Les Verts ne peuvent que se féliciter de ta libération, toi qui a tant fait pour la cause de l’écologie et la démocratie en Colombie, dans ce pays où sévit une guerre civile qui dure depuis si longtemps qu’on ne sait plus quand elle a réellement commencée.
De nombreux Verts t’ont rendu hommage et ont réitéré leurs liens d’amitié et de solidarité, et cela n’est que mérité. Mais qu’ils fassent tout de même attention à ne pas trop en faire, car à ce rythme, ils vont te sacraliser, toi qui d’ailleurs a entamé un pèlerinage hyper médiatisé à l’église Saint-Sulpice de Paris, pour se finir à Rome, peut-être? A la grande satisfaction de notre Président de la République qui depuis le début veut profiter pleinement de cette heureuse libération pour te récupérer et bénéficier de ton aura..

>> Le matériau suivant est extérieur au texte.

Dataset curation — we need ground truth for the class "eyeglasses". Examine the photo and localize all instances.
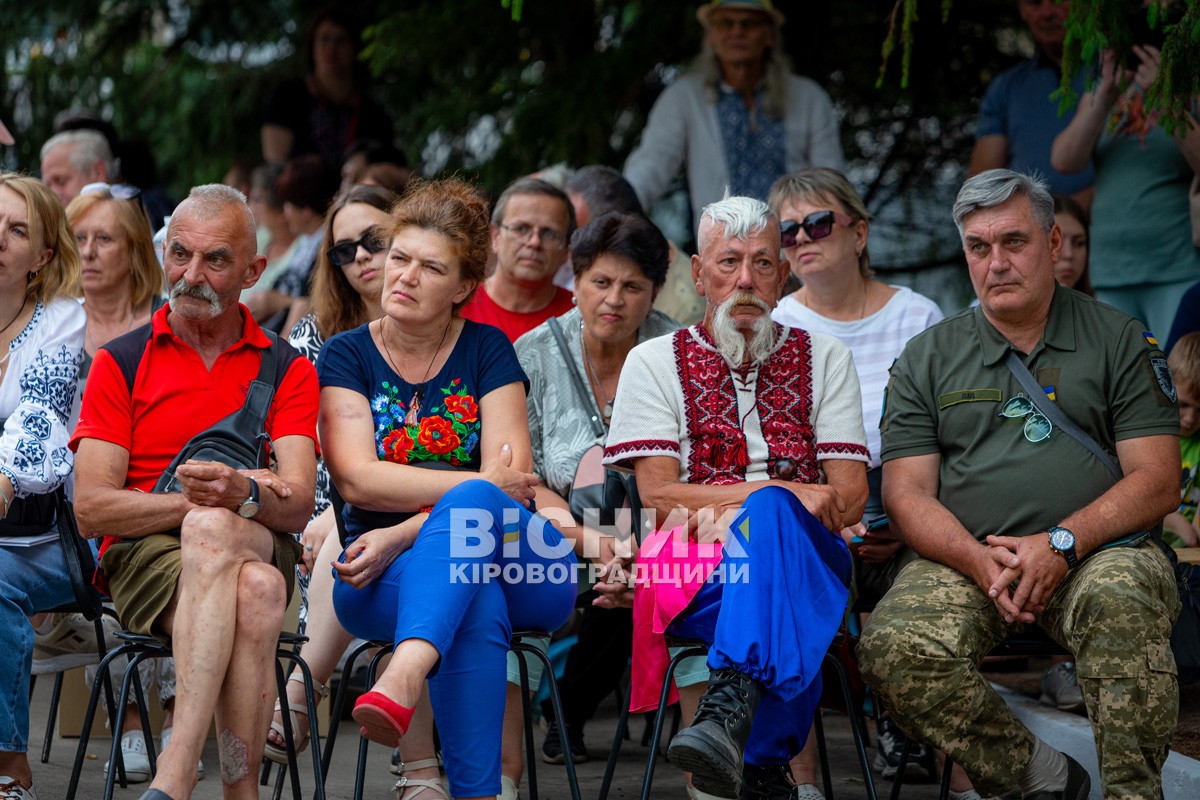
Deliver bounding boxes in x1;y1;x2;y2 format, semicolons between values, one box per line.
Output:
79;181;142;200
325;228;388;266
779;211;854;247
996;395;1054;444
499;222;566;248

Comment, Ingrid, as-tu pu te laisser manipuler par ce roi de l’esbroufe au point d’accepter de participer à toutes les cérémonies officielles et recevoir de ses mains la légion d’honneur ? Nous sommes nombreux à ne pas comprendre. On admet volontiers que six ans en captivité dans la jungle colombienne laissent des traces et des cicatrices qui ne sont pas prêtes à se refermer, que la raison peut vaciller et que la folie ou la mort rôdent en permanence autour de soi. On sait tout cela. Mais qu’une fois libérée, tu embrayes aussitôt une tournée française digne d’une star ou d’une sainte sans avoir eu le temps de récupérer, on est en droit de se demander si c’est bien la même Ingrid qui nous revient. Et on commence sérieusement à douter de tes motivations, mais aussi de tes conditions de captivité.Ce qui est surprenant, vois-tu, c’est que tu sembles guère affaiblie et éprouvée par cette terrible épreuve, contrairement au reportage réalisé en novembre 2007 qui nous a montré une Ingrid à bout de force. Tes ravisseurs semblent t’avoir bien "retapés" depuis.

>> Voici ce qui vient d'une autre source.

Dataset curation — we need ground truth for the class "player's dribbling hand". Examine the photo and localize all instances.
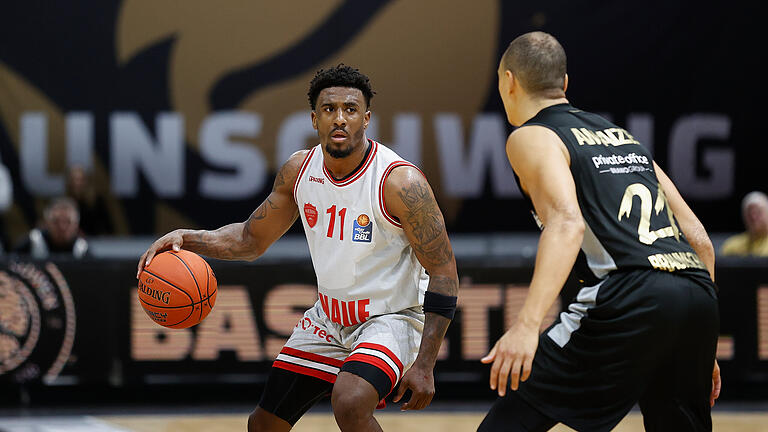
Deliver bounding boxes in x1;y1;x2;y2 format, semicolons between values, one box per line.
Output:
480;322;539;396
136;230;184;279
392;365;435;411
709;360;723;407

Tu ne t’es peut-être pas aperçu pendant ces six longues années aux mains des FACS que le monde avait changé, que la France était devenue une république bananière, que sa démocratie allait à vau l’eau et qu’elle était corrompue jusqu’à l’os.

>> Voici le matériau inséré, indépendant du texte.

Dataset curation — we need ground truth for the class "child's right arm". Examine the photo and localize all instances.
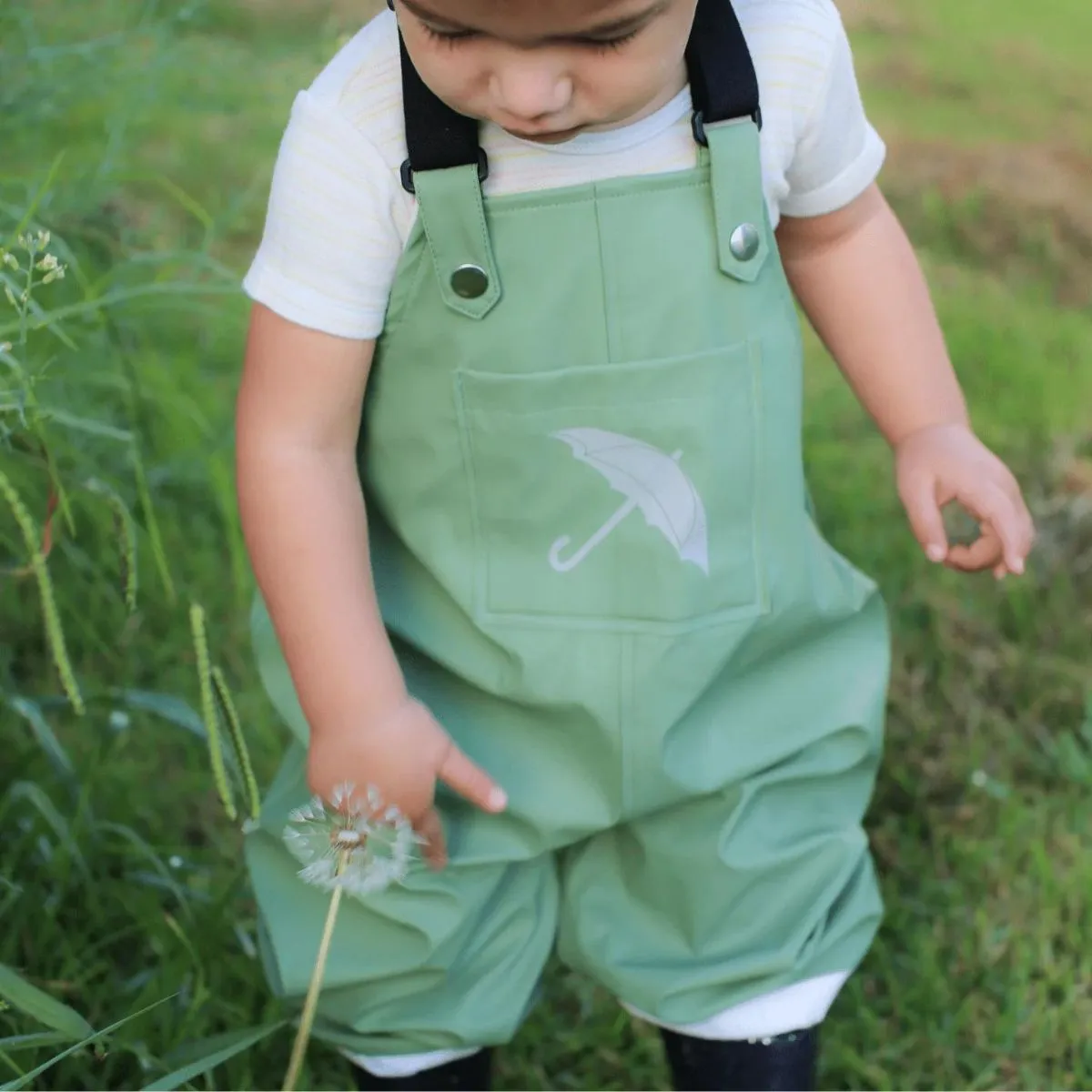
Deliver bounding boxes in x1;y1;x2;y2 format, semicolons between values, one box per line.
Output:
236;305;504;863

Si je peux te donner un conseil, Ingrid, c’est de quitter ce pays réactionnaire et fascisant au plus vite et de retourner en Colombie auprès des tiens d’abord, auprès du peuple ensuite pour poursuivre ta mission, non pas évangélique, mais écologique et humaniste que tu avais su mener avec brio. Quant à la légion d’honneur, je serais toi, Ingrid, je la renverrais au président Sarkozy pour lui apprendre d’avoir joué de toi.